This is the sixth and final blog in an introduction to Apache HBase. In the fifth part, we learned the basics of schema design in HBase and several techniques you can use to make scanning and filtering data more efficient. We also saw two different basic design schemes ("wide" and "tall") for storing information about the same entity, and briefly touched upon more advanced topics like adding full-text search and secondary indexes. In this part, we'll wrap up by summarizing the main points and then listing the (many) things we didn't cover in this introduction to HBase series.
HBase is a distributed database providing inherent scalability, performance, and fault-tolerance across potentially massive clusters of commodity servers. It provides the means to store and efficiently scan large swaths of data. We've looked at the HBase shell for basic interaction, covered the high-level HBase architecture and looked at using the Java API to create, get, scan, and delete data. We also considered how to design tables and row keys for efficient data access.
One thing you certainly noticed when working with the HBase Java API is that it is much lower level than other data APIs you might be used to working with, for example JDBC or JPA. You get the basics of CRUD plus scanning data, and that's about it. In addition, you work directly with byte arrays which is about as low-level as it gets when you're trying to retrieve information from a datastore.

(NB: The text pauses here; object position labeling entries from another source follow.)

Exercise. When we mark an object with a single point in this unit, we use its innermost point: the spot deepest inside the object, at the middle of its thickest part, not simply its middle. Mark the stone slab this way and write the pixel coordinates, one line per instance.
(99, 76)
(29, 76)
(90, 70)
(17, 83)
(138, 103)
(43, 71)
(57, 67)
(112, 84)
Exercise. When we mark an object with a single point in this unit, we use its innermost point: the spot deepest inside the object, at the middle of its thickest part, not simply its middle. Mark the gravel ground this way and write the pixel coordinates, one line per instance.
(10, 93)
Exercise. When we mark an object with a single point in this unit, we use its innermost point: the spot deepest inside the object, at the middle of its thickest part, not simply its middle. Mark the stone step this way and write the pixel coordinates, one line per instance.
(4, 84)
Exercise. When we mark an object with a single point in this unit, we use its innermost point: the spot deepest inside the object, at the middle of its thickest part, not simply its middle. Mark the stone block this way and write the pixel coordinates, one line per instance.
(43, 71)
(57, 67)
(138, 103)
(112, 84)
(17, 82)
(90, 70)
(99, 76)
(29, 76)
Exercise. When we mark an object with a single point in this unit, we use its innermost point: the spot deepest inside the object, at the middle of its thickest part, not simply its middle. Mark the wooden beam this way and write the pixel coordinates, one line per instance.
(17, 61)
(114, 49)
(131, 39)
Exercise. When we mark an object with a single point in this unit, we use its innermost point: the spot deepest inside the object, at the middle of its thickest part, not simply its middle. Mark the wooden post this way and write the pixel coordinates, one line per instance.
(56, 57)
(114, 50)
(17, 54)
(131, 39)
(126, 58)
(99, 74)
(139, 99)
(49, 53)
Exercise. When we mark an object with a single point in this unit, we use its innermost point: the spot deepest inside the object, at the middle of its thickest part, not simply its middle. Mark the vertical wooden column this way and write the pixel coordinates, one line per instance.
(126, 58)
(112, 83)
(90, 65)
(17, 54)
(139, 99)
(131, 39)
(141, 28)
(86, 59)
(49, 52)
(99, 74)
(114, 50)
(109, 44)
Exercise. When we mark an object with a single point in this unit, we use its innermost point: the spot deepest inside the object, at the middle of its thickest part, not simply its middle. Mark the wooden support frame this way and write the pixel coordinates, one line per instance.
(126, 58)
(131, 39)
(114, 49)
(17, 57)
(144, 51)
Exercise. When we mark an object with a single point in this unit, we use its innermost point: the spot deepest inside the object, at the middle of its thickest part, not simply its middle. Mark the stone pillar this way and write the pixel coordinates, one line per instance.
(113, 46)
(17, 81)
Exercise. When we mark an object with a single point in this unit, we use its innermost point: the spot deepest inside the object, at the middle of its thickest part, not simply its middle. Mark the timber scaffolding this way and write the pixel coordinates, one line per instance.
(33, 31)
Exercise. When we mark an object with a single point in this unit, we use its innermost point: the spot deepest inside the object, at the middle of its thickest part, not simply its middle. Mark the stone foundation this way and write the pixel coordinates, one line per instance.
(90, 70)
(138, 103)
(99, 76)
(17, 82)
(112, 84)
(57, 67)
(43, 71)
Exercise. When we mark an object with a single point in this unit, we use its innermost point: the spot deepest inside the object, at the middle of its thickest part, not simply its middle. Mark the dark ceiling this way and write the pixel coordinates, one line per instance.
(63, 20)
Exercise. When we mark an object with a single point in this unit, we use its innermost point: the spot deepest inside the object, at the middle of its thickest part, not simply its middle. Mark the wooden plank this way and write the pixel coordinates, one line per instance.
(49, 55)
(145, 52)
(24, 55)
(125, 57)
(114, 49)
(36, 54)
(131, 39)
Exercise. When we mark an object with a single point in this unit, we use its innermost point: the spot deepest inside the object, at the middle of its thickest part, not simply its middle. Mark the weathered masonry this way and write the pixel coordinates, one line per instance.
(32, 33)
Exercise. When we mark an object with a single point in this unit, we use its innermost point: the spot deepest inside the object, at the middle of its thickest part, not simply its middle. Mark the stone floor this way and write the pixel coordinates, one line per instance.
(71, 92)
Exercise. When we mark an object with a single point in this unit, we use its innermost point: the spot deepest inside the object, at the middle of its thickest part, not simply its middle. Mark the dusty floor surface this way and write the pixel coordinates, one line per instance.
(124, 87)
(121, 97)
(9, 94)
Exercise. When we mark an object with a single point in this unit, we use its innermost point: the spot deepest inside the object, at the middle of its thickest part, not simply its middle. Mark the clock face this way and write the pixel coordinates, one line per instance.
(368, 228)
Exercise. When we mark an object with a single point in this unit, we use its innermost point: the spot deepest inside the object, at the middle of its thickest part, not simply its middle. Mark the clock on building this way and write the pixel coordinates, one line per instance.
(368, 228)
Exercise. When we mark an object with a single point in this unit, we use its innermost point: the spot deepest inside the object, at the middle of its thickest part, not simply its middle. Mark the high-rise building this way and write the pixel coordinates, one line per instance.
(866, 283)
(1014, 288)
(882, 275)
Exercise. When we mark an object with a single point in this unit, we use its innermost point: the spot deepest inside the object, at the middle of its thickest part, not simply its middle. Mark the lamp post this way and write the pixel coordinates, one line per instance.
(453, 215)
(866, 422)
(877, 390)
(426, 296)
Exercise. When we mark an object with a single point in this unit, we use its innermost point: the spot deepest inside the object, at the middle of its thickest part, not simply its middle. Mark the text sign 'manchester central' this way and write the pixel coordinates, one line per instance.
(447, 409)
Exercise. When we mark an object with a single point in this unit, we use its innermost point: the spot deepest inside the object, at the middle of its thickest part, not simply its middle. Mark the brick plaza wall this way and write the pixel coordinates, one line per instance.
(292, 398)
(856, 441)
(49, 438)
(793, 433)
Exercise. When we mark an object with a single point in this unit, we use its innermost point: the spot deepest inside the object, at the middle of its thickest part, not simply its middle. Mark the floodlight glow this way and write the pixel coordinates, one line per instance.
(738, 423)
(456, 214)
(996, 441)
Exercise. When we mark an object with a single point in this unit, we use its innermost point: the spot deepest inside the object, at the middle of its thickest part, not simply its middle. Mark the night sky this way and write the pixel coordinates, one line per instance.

If you are considering whether to use HBase, you should really think hard about how large the data is, i.e. does your app need to be able to accomodate ever-growing volumes of data? If it does, then you need to think hard about what that data looks like and what the most likely data access patterns will be, as this will drive your schema design and data access patters. For example, if you are designing a schema for a weather collection project, you will want to consider using a "tall" schema design such that the sensor readings for each sensor are split across rows as opposed to a "wide" design in which you keep adding columns to a column family in a single row. Unlike relational models in which you work hard to normalize data and then use SQL as a flexible way to join the data in various ways, with HBase you need to think much more up-front about the data access patterns, because retrieval by row key and table scans are the only two ways to access data. In other words, there is no joining across multiple HBase tables and projecting out the columns you need. When you retrieve data, you want to only ask HBase for the exact data you need.
Things We Didn't Cover
Now let's discuss a few things we didn't cover. First, coprocessors were a major addition to HBase in version 0.92, and were inspired by Google adding coprocessors to its Bigtable data store. You can, at a high level, think of coprocessors like triggers or stored procedures in relational databases. Basically you can have either trigger-like functionality via observers, or stored-procedure functionality via RPC endpoints. This allows many new things to be accomplished in an elegant fashion, for example maintaining secondary indexes via observing changes to data.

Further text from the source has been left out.